Henke brushed this feeling of unease aside and committed himself to cultivating conversation; if these men were in some way angry or uncomfortable with one another then Henke would soon lay that to rest; a happy workforce is a productive one.
The first order of business was to survey this section of tunnels and decide where repairs were most pressing. Preliminary assessments had already been made, but Henke liked to evaluate any repair project he was involved in from the ground up. Henke walked the catacombs with his team and noticed immediately that they were still on edge, that they seemed frightened in an almost childlike way. No amount of questions casual or otherwise could elicit anything other than one word broken replies. As they toured the numerous tunnels, lighting their way with the small torches attached to their safety helmets and taking notes about failing walls, water damage, and estimations of any possible repair time, Henke pressed the men on their obvious sense of fear, asking why such an experienced crew who no doubt had worked in many tunnels before, were so apprehensive of mere bricks and mortar.

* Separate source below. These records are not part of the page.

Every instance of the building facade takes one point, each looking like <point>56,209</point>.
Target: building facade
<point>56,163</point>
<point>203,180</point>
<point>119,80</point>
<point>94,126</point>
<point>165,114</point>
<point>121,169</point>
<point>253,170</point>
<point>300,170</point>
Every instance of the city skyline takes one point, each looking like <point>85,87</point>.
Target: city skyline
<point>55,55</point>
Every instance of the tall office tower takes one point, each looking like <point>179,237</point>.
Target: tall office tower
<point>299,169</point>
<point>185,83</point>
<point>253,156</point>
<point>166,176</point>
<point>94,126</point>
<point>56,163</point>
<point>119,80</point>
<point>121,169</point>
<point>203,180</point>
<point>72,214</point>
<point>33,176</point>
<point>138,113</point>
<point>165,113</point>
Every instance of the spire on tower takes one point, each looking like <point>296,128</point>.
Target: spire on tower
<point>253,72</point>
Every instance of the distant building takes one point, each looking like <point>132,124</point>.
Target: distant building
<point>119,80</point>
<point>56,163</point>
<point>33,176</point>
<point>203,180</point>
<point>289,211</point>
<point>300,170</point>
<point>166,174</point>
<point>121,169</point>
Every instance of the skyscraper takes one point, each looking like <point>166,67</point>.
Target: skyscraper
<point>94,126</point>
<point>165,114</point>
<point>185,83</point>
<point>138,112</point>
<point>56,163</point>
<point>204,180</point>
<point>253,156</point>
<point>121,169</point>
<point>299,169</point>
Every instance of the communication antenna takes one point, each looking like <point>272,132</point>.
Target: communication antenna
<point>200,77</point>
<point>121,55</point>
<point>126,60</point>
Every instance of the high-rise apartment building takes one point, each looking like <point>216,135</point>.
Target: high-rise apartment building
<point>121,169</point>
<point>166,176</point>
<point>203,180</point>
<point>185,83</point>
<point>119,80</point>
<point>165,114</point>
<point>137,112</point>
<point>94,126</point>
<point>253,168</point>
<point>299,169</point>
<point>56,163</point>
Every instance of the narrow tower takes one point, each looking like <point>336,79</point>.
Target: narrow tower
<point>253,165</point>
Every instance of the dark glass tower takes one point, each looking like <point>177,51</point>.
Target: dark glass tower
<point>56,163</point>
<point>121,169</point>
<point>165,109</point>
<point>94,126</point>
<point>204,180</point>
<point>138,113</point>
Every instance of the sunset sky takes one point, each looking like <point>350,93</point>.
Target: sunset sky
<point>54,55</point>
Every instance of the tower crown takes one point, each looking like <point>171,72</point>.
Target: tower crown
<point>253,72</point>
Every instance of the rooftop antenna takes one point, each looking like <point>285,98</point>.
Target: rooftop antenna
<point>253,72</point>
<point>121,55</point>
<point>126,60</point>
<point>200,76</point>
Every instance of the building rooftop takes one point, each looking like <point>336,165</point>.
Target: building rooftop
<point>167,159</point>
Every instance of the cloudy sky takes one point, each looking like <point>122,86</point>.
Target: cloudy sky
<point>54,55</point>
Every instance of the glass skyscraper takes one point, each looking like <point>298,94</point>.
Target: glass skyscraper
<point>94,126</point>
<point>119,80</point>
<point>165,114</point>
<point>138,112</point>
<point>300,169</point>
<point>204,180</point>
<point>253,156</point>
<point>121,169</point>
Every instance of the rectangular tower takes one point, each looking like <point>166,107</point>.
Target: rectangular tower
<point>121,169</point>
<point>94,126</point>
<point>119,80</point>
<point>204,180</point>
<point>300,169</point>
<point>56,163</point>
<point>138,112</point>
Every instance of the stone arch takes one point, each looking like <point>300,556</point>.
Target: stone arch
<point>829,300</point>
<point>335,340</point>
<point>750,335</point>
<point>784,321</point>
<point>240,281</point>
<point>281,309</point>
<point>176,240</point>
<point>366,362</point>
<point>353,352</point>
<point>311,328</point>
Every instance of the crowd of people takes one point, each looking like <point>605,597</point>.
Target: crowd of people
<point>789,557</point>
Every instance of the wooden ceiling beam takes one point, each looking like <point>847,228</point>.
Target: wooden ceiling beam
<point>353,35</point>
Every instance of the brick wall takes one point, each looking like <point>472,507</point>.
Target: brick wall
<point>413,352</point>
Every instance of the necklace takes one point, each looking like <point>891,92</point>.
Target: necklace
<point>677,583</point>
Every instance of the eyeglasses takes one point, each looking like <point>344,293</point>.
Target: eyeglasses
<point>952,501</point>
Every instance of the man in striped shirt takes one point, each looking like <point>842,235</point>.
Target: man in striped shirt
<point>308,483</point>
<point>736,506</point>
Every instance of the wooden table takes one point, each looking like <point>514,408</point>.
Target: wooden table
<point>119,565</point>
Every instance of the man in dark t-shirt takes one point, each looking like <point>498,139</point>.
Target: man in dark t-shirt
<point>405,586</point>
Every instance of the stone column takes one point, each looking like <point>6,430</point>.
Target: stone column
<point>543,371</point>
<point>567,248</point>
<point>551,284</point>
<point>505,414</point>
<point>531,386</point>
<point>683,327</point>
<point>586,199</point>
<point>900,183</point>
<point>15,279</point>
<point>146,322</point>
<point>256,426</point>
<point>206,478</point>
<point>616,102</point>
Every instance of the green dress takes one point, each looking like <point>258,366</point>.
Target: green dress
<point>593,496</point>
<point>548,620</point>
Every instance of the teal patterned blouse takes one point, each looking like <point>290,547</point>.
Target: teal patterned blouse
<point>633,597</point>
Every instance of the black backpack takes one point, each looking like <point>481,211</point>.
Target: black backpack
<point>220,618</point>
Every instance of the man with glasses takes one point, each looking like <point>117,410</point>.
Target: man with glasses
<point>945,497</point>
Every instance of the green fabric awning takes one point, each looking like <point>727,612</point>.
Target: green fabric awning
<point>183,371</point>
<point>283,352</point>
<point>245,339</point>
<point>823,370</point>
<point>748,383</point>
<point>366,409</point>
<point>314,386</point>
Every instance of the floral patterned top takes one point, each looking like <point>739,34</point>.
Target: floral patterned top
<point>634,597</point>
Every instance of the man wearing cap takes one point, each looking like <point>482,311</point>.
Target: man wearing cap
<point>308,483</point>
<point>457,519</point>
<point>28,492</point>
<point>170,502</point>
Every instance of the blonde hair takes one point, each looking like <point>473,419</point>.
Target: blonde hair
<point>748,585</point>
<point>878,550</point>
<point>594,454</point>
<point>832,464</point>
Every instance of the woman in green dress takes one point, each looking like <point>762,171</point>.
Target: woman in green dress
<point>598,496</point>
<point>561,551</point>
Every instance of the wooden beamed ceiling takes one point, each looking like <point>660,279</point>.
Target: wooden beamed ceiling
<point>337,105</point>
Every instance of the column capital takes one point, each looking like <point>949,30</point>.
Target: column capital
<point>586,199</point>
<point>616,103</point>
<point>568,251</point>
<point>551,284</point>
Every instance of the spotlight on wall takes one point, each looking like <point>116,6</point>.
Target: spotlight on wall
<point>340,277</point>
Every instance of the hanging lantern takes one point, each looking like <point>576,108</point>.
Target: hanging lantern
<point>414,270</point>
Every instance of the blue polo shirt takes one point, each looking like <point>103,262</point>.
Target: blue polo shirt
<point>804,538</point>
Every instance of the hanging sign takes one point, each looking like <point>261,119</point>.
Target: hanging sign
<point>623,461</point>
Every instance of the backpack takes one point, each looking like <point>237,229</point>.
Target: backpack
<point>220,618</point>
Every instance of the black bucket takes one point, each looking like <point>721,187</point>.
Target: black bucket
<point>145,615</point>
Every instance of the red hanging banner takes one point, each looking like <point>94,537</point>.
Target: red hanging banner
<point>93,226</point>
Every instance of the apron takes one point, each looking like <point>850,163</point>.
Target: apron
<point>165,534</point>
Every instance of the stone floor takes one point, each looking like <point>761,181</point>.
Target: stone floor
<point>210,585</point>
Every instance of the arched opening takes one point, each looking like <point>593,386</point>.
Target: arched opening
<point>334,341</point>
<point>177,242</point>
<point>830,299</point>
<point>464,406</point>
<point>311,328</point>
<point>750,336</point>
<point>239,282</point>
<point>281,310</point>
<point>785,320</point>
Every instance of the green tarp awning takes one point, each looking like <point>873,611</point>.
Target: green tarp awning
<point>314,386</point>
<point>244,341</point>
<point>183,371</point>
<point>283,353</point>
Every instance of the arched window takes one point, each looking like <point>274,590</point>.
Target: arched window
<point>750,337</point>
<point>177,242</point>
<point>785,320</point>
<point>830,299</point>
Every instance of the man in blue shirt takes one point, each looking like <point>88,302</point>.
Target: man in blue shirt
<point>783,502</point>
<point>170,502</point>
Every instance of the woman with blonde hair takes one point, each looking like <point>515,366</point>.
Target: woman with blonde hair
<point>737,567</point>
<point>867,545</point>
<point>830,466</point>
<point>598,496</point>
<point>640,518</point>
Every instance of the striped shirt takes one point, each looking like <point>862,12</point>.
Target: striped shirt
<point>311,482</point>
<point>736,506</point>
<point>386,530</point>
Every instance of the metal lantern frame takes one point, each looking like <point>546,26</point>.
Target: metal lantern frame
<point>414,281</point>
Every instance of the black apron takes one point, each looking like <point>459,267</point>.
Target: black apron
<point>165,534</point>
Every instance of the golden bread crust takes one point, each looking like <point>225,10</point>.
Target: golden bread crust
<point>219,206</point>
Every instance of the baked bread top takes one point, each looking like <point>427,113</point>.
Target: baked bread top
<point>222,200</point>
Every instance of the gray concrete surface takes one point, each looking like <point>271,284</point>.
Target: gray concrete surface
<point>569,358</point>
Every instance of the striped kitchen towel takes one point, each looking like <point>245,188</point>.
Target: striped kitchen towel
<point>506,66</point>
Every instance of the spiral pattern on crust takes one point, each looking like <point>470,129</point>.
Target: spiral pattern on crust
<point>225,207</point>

They avoided the questions, looking nervously at one another and changing the topic of conversation with mono-toned lethargy whenever it veered towards their experiences of the old sewers, or of their previous boss's unceremonious departure from the job. It began to dawn on Henke that the men's verbal and physical awkwardness was not the result of tensions between workers, but rather of a deep seated and worrying apprehension; of what he did not know. What was clear was that his team seemed to be counting down the minutes until their shift ended, when they could finally clamber out of the darkness into the safety of the world above.